Il fallait une normalité dans le filmage à l’instar de mon personnage qui téléphone calmement la tête en bas après son accident spectaculaire. Oui je crois que tout le film est là : on marche sur la tête mais tout paraît normal, simple. Une logique du rêve ou du cauchemar…
Pareillement pour la musique, je voulais une cohérence avec ces personnages de « bobos » abonnés aux grands festivals lyriques. Je voulais qu’on entende ce qu’ils écoutent : de très belles choses, comme cette pavane de Fauré. Que ce soit en peinture ou en musique, l’impressionnisme est de loin ce qui me séduit le plus. Je trouve qu’on y ressent une sérénité magnifique. On sent qu’Hiroshima n’avait pas eu lieu, c’était une époque où l’on pouvait encore croire à la douceur de vivre. Dans « impression », il y a « émotion ». J’avoue que j’ai du mal avec l’art qui me laisse froid.

Boudu est votre neuvième film. Comment définiriez-vous votre évolution depuis vos débuts de cinéaste ?
C’est difficile et dangereux de parler de son travail. Néanmoins, je pense que ce film est à la fois plus irrévérencieux, plus amoral et beaucoup moins classique que ne l’était Pinot simple flic. Boudu possède une grande folie et ce qui me plait, c’est qu’il s’agit d’une folie douce. L’humanité est là pour arrondir les angles. A un moment, j’ai eu un peu peur que le film manque d’émotion, or c’est quelque chose d’essentiel pour moi, et plus encore avec l’âge. C’est ce qui faisait la grandeur de la comédie italienne : on rit et en même temps, on est touché par l’humanité qui s’en dégage. Je rabâche dans mes interviews que le rire est là pour alléger le drame et que le drame permet aussi de donner du poids au rire. Je craignais donc que cet équilibre là ne
m’échappe. En voyant le film terminé, il me semble que ce n’est pas le cas. Plus l’histoire avance, plus le rire se colore d’émotion.

Si vous deviez définir en quelques mots ce que vous avez voulu transmettre au spectateur à travers ce film ?

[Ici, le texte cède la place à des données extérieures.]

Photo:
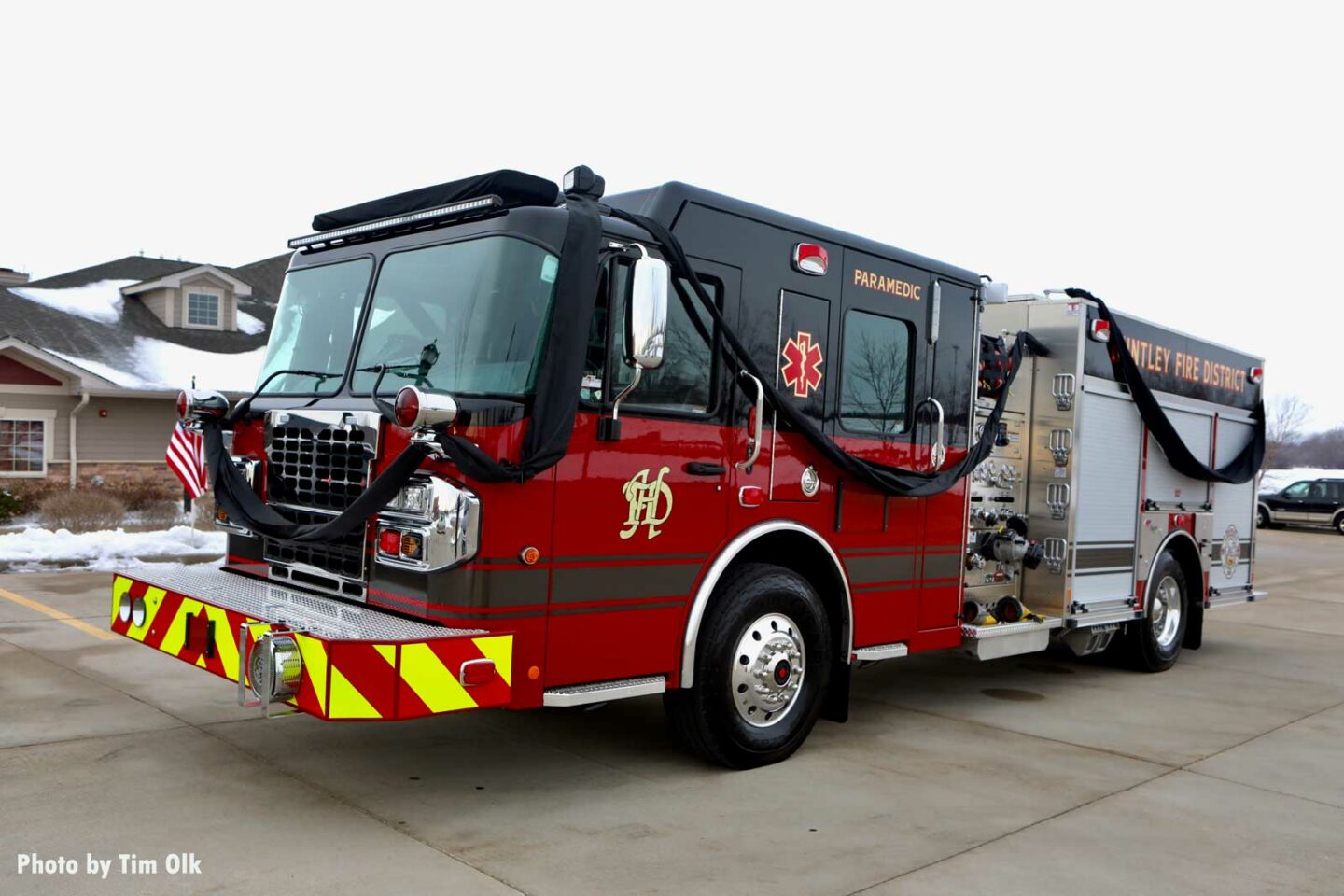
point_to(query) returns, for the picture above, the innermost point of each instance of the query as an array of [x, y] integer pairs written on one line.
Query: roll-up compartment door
[[1167, 486]]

Il m’est très difficile de répondre à cette question. C’est aussi ce qui fait le mystère de notre travail : on écrit des choses qui nous tiennent à coeur et qui nous font rire sans vraiment savoir ce qu’on veut raconter précisément. D’une certaine façon, c’est
à partir de maintenant que je vais vraiment comprendre le film, en le présentant aux gens, en faisant des débats, en rencontrant des journalistes. On va me dire des choses qui vont me faire réagir : « Ah, tiens, je n’avais pas vu ça ! ». Mes films sont pour moi un moyen d’explorer ce que j’ai dans la tête, y compris a posteriori. C’est pourquoi j’attache une grande importance à la période qui accompagne la sortie, notamment les tournées en province : le film commence à appartenir aux autres qui vont l’éclairer à leur façon et faire apparaître un sens que je n’avais pas forcément vu en le faisant. C’est une étape importante, une sorte de psychanalyse sauvage assez marrante à vivre. En revanche, par la suite, je ne revois plus mes films.